The manuscript has made a small circle of rounds, either for review or because someone felt they could help promote the work. And of all the folks who have read it, only two readers complained that the romantic part didn’t come soon enough in the story.  I have to admit that was frustrating to hear, because so much cool stuff transpires before they meet in the book.  Paris, London, Rome, Vienna, dancing, singing, and ocean liners for Helen. Tragedy, endurance, ambition, aviation, air racing, and adventure for Chum.  And all of the action is true and verifiable. What do these readers think?  Is real life no more than a love story?  Is their life no more than a love story?

I understand enough to say that these folks are looking for a marketable formula. They look for the effort to possess the elements that sell in fiction. However my work is creative nonfiction and follows no predictable pattern, just like any persons life.
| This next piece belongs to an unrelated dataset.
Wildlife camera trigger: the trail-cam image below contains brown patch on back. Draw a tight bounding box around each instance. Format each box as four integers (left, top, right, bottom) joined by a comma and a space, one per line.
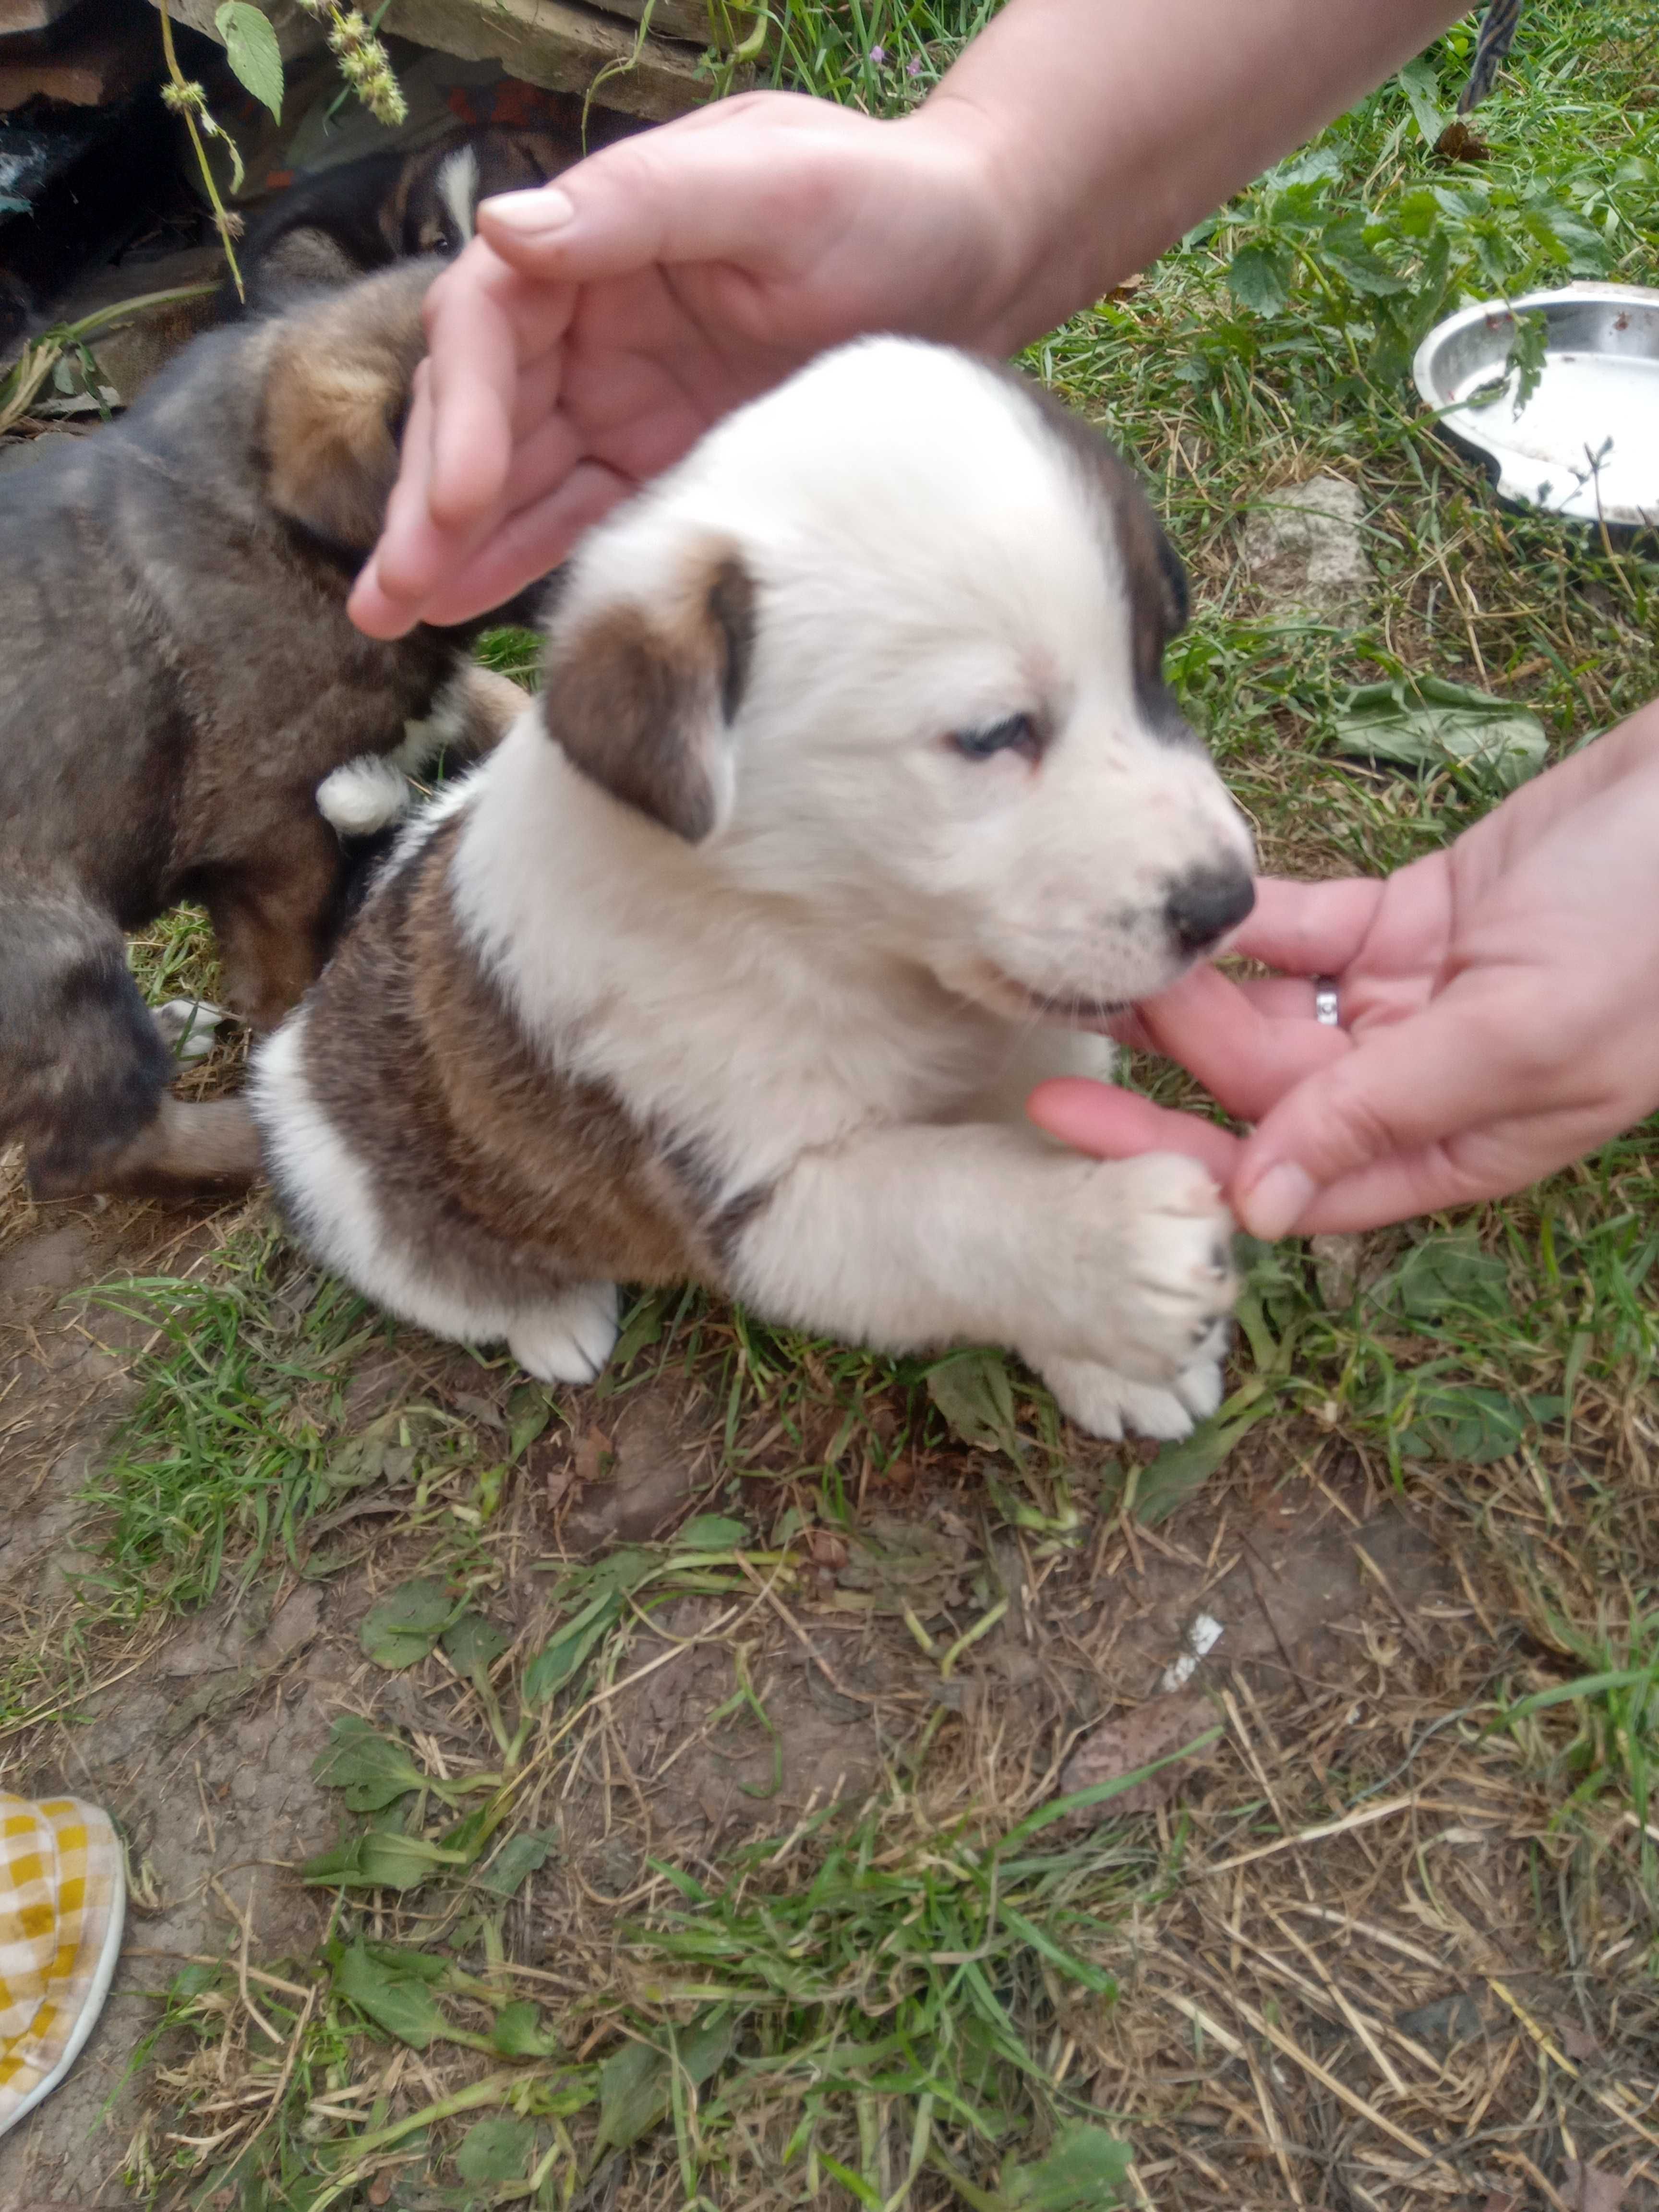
299, 817, 725, 1315
543, 543, 755, 842
261, 260, 435, 553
These two people pursued avenues that opened to them, as we all do.  It’s just that their paths included vaudeville stages, the silver screen and the golden age of aviation. Isn’t that enough?  I wrote the book to chronicle two actual lives. If the work sells on that merit, that will be wonderful. My limit is changing the story up to fit a commercial template. To even think of shuffling the events around feels sleazy and unethical.

It was my son, my sage, who reduced the conundrum down to a simple truth. He explained that once I commit the words to paper I lose control of how readers perceive them. And he is right. After the telling, the tale belongs to each individual and their unique interpretations.  And that means letting go of the outcome.